Elle a pris ma main lors d’une marche forcée et au milieu des cris et des revendications, elle finit par m’avouer la mort de son fils, au Tibet, brûlé de résistance. J’ai absorbé sa douleur, un mois de février, sous l’ombre des sommets du monde enneigé.
Étrange pays où chacun n’a d’autre préoccupation que de travailler son esprit.
J’ai le souvenir d’un dessin, le portrait de profil d’une jeune fille, dessiné par un ancien sage occidental. Ce serait un honneur de le retrouver pour le mettre dans un joli cadre, sur un mur de roses feuilletées. Il y a des cicatrices qui ne se referment pas.
Et tout d’un coup, je l’ai vu s’effondrer comme un château de cartes – un tarot de Marseille. La roue s'est détachée de son axe, elle a quitté le jeu brusquement. Il y a une nouvelle carte, les fusionnels, une carte qui n’existe plus que dans un jeu secret.

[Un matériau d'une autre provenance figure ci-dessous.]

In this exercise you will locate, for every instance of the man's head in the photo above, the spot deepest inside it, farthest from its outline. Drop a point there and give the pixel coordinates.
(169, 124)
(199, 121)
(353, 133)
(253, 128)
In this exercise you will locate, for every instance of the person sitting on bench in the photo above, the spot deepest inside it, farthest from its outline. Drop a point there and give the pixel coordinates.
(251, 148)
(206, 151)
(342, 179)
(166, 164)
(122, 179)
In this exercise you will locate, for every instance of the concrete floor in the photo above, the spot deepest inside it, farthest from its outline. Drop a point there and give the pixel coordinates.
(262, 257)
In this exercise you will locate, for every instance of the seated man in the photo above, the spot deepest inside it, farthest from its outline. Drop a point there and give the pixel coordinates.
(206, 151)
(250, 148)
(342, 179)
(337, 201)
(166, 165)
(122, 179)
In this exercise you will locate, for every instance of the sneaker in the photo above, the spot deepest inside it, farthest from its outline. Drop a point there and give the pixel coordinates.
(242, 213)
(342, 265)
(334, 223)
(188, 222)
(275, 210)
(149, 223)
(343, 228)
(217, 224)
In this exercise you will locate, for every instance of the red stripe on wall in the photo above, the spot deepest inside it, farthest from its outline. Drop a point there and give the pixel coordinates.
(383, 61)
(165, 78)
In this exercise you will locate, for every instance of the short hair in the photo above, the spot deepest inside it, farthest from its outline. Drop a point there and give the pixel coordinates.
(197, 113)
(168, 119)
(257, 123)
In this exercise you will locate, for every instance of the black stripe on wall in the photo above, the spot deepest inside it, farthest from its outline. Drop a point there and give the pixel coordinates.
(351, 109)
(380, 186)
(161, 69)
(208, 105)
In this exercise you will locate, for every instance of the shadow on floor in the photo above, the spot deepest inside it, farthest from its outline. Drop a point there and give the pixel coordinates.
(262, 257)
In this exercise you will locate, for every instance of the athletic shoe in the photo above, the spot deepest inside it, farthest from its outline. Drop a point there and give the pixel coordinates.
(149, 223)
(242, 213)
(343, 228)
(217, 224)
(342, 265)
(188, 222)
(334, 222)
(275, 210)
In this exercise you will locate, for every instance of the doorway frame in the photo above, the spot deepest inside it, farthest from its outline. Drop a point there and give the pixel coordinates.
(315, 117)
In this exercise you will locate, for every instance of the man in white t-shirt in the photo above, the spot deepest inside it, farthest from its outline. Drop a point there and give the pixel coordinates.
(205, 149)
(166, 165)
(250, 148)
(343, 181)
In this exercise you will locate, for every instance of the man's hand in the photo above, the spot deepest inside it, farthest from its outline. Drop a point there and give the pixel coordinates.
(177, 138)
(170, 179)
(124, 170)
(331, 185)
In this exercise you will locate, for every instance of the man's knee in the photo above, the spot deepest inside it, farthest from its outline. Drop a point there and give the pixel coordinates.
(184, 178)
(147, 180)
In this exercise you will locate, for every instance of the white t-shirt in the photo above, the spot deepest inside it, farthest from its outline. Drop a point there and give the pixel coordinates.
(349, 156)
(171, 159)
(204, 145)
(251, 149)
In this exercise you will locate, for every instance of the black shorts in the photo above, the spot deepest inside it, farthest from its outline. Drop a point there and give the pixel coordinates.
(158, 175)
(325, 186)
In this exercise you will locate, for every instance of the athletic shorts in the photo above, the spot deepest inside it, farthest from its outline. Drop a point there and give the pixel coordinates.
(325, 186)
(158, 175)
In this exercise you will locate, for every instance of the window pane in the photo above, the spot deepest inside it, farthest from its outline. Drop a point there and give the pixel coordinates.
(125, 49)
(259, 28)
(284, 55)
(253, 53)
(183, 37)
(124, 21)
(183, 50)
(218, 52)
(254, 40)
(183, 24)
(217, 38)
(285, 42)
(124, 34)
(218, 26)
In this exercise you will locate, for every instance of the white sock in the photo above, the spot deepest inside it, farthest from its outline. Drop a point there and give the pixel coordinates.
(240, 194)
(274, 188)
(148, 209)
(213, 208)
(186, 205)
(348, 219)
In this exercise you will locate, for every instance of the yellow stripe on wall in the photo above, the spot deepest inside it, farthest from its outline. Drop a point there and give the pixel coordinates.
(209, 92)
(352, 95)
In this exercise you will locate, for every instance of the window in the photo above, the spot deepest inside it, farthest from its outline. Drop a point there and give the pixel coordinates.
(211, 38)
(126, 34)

Avec son voile de silence et ses longues plumes bouclées, elle souriait avec élégance lors de nos rendez-vous masqués. Elle s’appelait Sagesse et longtemps elle m’a accompagné. Une présence assassine qui fait de vous un gentilhomme torturé. Je l’emmenais partout avec moi, elle m’inspirait de belles envolées, des encres et des histoires avec du cœur et de l’amour, de la compassion à ne plus compter. Sagesse était une muse en cage. Un jour, j’ai égaré la clef et elle s’est envolée.
Il faut beaucoup de temps à un homme pour acquérir de la sagesse et un moment d’égarement suffit à la voir s’éloigner.
Les lettres s’envolent comme des flèches d’amour, mais le facteur ne trouve plus la cible brisée.